HVAC Filter Maintenance

Part of responsible homeownership includes, of course, regular home maintenance. And there are some tasks that, if deferred, can lead to a home system that’s inefficient and overworked, which can result in problems and expenses. One such task is changing the filter of the home’s HVAC system. It’s simple and inexpensive, and taking care of it at least every three months can mean the difference between optimum comfort and avoidable repairs.

What Can Go Wrong

Most homes have some sort of furnace or heat pump, and many of those homes (especially newer ones) have combined heating, ventilation and air-conditioning or HVAC systems. Each type uses some type of air filter or screen to prevent larger airborne particles (up to 40 microns) from entering the system and clogging sensitive machinery. A system that has a dirty filter can suffer from pressure drop, which can lead to reduced air flow, or “blow-out,” resulting in no air infiltration at all. Any of these conditions can cause the system to work harder to keep the home warm or cool (depending on the season and the setting). And any mechanical component that has to work harder to run efficiently puts undue stress on the whole system, which can lead to premature failure, resulting in repair or replacement.

Also, a dirty filter that’s exposed to condensation can become damp, which can lead to mold growth that can be spread throughout the home by the HVAC system. This can lead to serious health consequences, not to mention a compromised unit that will likely require servicing and may require replacement, depending on the severity of the moisture problem.

Types of Filters

Most HVAC and furnace filters are disposable, made of biodegradable paper or similar media, and shaped in cells, screens or fins designed to trap as much airborne debris as possible. Filters can typically be purchased in economical multi-packs, and there are many types that will fit different models of furnace/HVAC units. It’s important to use the appropriate filter for your unit; using the wrong filter that doesn’t fit the unit properly can create the same types of problems as having a dirty filter. Your HVAC installer can show you where the filter goes and how to remove the old one and install a new one. Your unit may also have an affixed label with directions for easy filter replacement.

How Often?

Your HVAC or furnace technician should service your unit once a year. Because a furnace/HVAC unit contains moving parts, it’s important that belts are not cracked and dry, ventilation ductwork is not gapped, cracked or rusted, and components, such as coils and fans, are clog-free and adequately lubricated for unimpeded operation. This sort of evaluation is best left to the professional, unless you’ve had the appropriate training.

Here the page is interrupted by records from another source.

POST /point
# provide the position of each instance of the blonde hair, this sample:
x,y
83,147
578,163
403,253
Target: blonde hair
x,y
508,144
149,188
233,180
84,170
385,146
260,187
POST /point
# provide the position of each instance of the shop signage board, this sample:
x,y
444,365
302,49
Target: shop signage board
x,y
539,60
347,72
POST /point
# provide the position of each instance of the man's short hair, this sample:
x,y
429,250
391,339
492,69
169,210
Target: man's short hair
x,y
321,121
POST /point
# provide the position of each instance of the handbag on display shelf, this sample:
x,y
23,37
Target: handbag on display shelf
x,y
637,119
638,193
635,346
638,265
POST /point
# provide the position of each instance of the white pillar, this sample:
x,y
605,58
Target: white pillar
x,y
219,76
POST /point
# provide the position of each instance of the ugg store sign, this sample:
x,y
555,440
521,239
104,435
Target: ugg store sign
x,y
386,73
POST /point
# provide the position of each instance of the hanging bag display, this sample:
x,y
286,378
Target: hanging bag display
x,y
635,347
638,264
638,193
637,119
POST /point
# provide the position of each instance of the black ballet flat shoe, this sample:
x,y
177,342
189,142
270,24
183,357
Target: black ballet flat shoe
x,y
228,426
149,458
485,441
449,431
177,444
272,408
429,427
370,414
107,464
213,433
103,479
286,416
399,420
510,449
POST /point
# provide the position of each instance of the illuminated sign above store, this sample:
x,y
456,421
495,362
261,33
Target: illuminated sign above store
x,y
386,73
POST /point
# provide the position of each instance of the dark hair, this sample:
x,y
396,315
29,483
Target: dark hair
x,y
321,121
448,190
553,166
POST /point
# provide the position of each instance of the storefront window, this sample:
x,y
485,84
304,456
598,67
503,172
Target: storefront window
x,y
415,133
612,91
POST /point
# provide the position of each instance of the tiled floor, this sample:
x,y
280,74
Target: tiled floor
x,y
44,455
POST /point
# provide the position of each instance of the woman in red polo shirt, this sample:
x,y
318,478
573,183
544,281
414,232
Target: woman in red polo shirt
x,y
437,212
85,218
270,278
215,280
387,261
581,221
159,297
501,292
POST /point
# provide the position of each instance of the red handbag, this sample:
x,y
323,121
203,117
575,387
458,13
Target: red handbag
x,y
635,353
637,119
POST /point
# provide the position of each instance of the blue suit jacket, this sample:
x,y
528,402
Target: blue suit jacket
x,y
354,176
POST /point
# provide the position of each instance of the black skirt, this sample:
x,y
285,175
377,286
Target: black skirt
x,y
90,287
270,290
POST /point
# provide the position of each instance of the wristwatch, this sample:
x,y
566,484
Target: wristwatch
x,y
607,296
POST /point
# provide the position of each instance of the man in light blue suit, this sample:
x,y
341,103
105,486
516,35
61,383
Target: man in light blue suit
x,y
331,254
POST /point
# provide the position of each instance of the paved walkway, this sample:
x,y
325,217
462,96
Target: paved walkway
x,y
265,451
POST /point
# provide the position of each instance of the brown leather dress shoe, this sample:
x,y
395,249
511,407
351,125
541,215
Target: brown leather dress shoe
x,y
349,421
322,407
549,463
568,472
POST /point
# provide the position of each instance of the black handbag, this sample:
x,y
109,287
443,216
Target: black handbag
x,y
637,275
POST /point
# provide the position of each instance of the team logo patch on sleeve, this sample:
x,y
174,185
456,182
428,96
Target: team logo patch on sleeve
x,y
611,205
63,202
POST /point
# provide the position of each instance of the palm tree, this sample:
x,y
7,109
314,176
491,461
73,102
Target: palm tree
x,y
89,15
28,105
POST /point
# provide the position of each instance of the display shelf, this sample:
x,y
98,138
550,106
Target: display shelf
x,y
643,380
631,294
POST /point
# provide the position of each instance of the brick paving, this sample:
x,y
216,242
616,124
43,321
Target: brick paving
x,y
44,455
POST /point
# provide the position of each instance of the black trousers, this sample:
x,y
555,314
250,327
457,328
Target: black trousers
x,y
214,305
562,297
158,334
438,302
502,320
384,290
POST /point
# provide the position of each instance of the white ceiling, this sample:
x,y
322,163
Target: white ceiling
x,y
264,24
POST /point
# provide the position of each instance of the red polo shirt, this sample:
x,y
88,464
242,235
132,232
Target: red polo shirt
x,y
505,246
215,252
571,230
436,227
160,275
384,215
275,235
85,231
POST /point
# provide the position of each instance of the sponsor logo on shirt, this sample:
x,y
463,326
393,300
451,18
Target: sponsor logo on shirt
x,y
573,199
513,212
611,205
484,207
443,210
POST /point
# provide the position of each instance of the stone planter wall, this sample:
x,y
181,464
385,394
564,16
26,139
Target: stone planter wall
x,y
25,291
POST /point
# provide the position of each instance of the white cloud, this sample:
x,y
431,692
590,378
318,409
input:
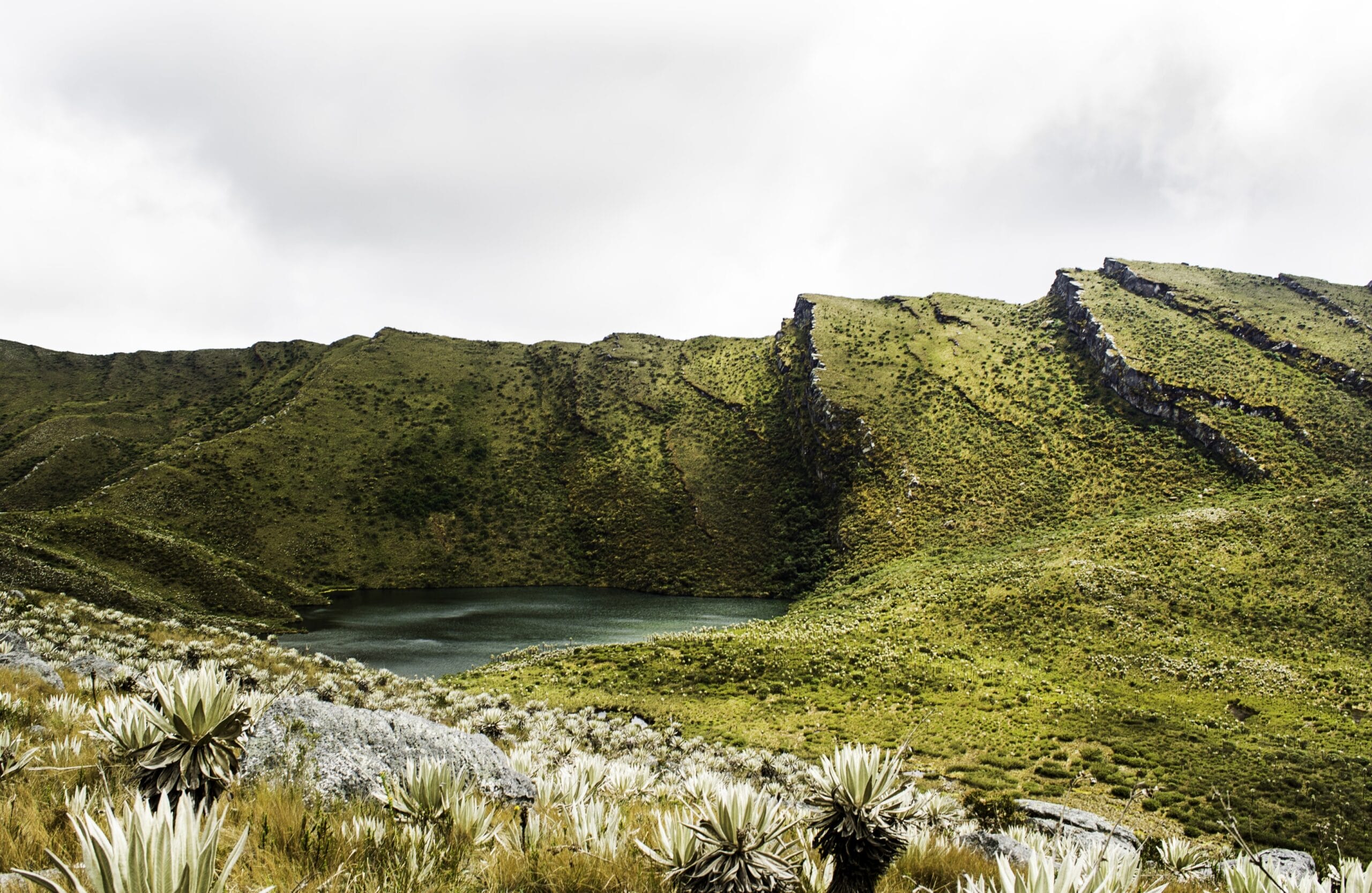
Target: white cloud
x,y
183,175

The filter of the unit, especially if it’s an HVAC unit that will tend to get nearly year-round use, should be changed by the homeowner at least every three months, but possibly more often.

Check your filter’s condition and change it once a month if:

  • You run your unit six months a year to year-round.
  • You have pets.  Pet dander can become airborne and circulate through the home’s ventilation system just as typical household dust does.
  • You have a large family.  More activity means more household dust, dirt and debris.
  • You smoke indoors.
  • You or someone in your household suffers from allergies or a respiratory condition.
  • You live in a particularly windy area or experience high winds for extended periods, especially if there are no nearby shrubs or trees to provide a natural windbreak.
  • You live in an area prone to or having recently experienced any wildfires.  Airborne ash outdoors will eventually find its way indoors.
  • You have a fireplace that you occasionally use.
  • You live on a working farm or ranch.  Dust and dirt that gets kicked up by outdoor work activity and/or large animals can be pulled into the home’s ventilation system, especially through open windows.
  • You have a large garden.  Depending on its size and how often you work it, tilling soil, planting, pulling weeds, using herbicides and pesticides, and even watering mean that dirt, chemicals and condensation can be pulled into your home’s ventilation system.
  • There is construction taking place around or near the home.  You may be installing a new roof or a pool, or perhaps a neighbor is building a home or addition.  Even if the activity is only temporary, dust and debris from worksites adjacent to or near the home can be sucked into the home’s ventilation system, and this increased activity can tax your HVAC system.

Change the filter immediately if:

  • The filter is damaged.  A damaged filter won’t work as intended.
  • The filter is damp.  A filter affected by moisture intrusion, system condensation, or even high indoor humidity can quickly become moldy and spread airborne mold spores throughout the home via the ventilation system.
  • There is evidence of microbial growth or mold on the filter.  Mold spores already infiltrating the home via the HVAC system are not only bad for the unit itself, but they can pose a health hazard for the family, ranging from an irritated respiratory system to a serious allergic reaction.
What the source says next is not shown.